Deny php extension, but convert HTML extension to PHP

1. The problem I’m having:

I have a page called index.php. I want the user can call it by HTML extension. I already done it with the line:
uri replace .html .php
But I want the user can’t call PHP extension directly. Resuming, if the user call directly index.php, the request would be denied (404 error). But if the user call index.html, the request redirect to real index.php. I tried:

@php path *.php
respond @php 404 
uri replace .html .php 

But this way, all requests are denied.

2. Error messages and/or full log output:

No error message. Only… all the requests are denied

3. Caddy version:

v2.7.6 h1:w0NymbG2m9PcvKWsrXO6EEkY9Ru4FJK8uQbYcev1p3A=

4. How I installed and ran Caddy:

a. System environment:

Debian Linux 11.0
Caddy binary file

b. Command:

caddy run --config Caddyfile

d. My complete Caddy config:

:9191 {
	root * /home/paulo/projeto_php
    php_fastcgi 127.0.0.1:9000
	encode gzip
	file_server {
		browse
		hide .git
	}
   
    @php path *.php
    respond @php 404   

    uri replace .html .php

	try_files {path} index.html

}

This implies that you’re setting your webroot to the root of your git repo. That’s not the right way to do it.

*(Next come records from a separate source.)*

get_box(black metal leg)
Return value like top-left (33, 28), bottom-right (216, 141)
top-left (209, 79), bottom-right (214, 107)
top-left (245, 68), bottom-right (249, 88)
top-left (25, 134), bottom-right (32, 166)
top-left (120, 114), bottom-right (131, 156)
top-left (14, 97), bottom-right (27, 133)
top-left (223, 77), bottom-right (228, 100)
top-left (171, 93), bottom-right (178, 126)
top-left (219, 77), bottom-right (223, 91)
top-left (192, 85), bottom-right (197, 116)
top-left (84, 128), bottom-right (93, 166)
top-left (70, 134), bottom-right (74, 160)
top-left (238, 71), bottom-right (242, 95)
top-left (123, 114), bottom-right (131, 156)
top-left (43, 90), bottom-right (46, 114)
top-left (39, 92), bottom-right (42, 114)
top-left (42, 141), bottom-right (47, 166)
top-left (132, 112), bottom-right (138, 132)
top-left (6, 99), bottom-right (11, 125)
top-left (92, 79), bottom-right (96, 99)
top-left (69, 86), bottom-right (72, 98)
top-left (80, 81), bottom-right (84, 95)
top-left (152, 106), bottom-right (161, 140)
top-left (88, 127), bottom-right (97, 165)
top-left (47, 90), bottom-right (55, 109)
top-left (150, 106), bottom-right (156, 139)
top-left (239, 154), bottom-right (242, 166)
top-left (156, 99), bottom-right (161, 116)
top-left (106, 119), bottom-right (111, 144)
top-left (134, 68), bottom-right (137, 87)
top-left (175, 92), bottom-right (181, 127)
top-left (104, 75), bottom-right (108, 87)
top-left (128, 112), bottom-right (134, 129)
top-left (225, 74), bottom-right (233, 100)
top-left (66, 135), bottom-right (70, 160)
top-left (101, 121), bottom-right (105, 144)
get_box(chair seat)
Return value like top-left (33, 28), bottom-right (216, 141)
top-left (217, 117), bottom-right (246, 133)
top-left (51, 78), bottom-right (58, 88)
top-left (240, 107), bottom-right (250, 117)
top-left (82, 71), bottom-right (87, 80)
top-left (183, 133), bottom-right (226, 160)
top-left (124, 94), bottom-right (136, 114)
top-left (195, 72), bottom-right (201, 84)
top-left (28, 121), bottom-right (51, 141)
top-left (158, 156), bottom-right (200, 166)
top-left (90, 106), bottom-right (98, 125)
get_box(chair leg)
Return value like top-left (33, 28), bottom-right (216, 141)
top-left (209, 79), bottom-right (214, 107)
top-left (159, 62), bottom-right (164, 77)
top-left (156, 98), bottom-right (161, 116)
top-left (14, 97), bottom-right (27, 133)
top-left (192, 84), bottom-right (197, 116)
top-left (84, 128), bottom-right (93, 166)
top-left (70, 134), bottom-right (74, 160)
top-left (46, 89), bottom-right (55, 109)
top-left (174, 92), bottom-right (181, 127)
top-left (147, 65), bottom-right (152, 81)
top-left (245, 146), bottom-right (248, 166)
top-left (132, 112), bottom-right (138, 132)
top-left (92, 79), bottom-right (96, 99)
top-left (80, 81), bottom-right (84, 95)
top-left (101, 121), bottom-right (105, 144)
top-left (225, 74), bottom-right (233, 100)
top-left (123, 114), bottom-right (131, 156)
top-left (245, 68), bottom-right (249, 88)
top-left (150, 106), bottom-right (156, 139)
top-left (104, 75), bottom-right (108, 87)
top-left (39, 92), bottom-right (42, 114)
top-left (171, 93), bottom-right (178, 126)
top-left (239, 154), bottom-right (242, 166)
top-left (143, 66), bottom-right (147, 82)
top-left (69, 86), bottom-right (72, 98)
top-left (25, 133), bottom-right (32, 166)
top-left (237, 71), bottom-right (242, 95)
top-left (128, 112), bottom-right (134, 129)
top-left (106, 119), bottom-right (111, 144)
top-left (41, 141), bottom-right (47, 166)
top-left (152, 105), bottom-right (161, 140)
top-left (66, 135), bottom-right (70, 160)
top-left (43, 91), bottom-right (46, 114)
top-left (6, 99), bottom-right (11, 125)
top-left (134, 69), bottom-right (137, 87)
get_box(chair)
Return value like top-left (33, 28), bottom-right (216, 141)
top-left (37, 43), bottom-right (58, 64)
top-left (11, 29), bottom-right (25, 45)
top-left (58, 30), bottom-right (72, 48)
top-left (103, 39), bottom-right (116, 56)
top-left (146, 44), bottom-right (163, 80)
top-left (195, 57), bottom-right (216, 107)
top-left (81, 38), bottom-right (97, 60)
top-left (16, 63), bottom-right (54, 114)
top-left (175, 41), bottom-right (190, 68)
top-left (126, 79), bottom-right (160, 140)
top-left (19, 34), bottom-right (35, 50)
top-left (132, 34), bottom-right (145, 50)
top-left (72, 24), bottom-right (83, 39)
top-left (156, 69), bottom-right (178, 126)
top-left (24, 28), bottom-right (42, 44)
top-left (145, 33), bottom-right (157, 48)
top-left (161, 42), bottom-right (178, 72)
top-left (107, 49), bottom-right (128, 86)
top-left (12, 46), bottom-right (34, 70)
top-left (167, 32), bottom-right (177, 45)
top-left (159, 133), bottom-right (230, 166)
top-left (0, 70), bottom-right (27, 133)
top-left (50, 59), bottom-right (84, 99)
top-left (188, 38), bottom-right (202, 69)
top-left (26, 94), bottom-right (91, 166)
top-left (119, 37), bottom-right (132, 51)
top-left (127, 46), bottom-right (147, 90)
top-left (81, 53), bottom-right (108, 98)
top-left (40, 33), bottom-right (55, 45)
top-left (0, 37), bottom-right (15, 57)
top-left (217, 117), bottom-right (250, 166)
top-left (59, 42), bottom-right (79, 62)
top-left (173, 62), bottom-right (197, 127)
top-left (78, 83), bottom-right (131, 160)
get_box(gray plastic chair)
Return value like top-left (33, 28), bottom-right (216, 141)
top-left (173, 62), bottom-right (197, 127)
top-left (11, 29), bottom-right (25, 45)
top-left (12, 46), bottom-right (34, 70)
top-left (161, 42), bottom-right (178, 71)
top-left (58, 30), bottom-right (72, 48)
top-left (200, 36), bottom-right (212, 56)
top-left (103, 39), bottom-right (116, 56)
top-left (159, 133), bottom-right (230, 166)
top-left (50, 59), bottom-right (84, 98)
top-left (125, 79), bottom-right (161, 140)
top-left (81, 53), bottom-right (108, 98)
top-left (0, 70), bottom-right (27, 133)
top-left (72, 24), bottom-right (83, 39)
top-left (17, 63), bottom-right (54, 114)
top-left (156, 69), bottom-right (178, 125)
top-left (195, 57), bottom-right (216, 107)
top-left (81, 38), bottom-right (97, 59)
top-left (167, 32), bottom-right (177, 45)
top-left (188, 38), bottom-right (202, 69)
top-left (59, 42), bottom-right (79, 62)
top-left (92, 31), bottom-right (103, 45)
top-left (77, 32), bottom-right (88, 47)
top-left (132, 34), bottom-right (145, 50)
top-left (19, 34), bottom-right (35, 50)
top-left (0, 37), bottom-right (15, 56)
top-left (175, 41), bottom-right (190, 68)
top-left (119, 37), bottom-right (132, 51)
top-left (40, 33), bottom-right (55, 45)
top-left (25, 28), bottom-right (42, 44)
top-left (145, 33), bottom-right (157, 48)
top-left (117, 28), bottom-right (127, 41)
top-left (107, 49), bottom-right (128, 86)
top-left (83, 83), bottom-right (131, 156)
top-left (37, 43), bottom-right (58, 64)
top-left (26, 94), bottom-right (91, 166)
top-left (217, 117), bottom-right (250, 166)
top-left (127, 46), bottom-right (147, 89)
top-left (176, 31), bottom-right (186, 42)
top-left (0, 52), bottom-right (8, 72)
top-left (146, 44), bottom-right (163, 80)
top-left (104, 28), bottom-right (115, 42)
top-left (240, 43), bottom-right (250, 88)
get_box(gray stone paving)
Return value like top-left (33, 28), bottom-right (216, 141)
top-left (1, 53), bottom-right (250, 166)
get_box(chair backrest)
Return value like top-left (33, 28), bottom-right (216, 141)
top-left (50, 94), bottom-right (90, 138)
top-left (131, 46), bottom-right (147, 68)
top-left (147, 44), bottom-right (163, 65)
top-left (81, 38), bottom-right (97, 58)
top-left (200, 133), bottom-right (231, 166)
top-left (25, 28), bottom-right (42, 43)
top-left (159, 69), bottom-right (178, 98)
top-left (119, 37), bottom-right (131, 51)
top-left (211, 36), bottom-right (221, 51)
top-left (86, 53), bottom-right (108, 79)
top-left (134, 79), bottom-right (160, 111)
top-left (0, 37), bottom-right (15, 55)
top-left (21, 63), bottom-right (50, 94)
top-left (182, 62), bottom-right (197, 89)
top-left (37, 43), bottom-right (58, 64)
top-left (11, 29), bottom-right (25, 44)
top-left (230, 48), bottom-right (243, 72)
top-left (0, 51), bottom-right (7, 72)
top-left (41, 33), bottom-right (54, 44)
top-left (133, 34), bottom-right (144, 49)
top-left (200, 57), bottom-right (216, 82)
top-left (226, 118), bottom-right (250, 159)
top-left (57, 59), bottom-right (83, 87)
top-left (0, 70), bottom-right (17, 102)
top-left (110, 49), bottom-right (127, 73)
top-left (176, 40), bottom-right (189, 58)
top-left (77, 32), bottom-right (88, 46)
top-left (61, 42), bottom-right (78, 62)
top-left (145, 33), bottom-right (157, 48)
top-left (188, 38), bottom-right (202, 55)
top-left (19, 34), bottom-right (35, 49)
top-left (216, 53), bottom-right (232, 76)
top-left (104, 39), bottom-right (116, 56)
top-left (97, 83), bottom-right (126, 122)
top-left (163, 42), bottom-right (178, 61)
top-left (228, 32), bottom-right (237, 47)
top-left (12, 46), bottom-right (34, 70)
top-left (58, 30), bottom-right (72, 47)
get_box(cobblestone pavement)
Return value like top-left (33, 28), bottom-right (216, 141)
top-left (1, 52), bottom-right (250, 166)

Modern security best-practice is to have a public directory which contains your index.php, and you set your server’s webroot to that public/ directory. This makes sure users can’t browse through the rest of your source code, and you can control what’s accessible by putting assets in public/.

I’m confused about what you’re trying to do. It doesn’t really make sense.

The modern way to write PHP apps is to have all requests go through index.php (which is the default behaviour of php_fastcgi) and your index.php routes the request based on REQUEST_URI to run whatever code is necessary. PHP frameworks make this easy.

I would like to hide the tecnology that my sites uses. So I’d like my pages don’t answer if called directly with the php extension. I’d like it answer only calling html extension.
(I don’t write in english very well. Please forgive some mistake…)

That doesn’t gain you anything. Something like 70% of websites use PHP anyway. Trying to hide that does nothing.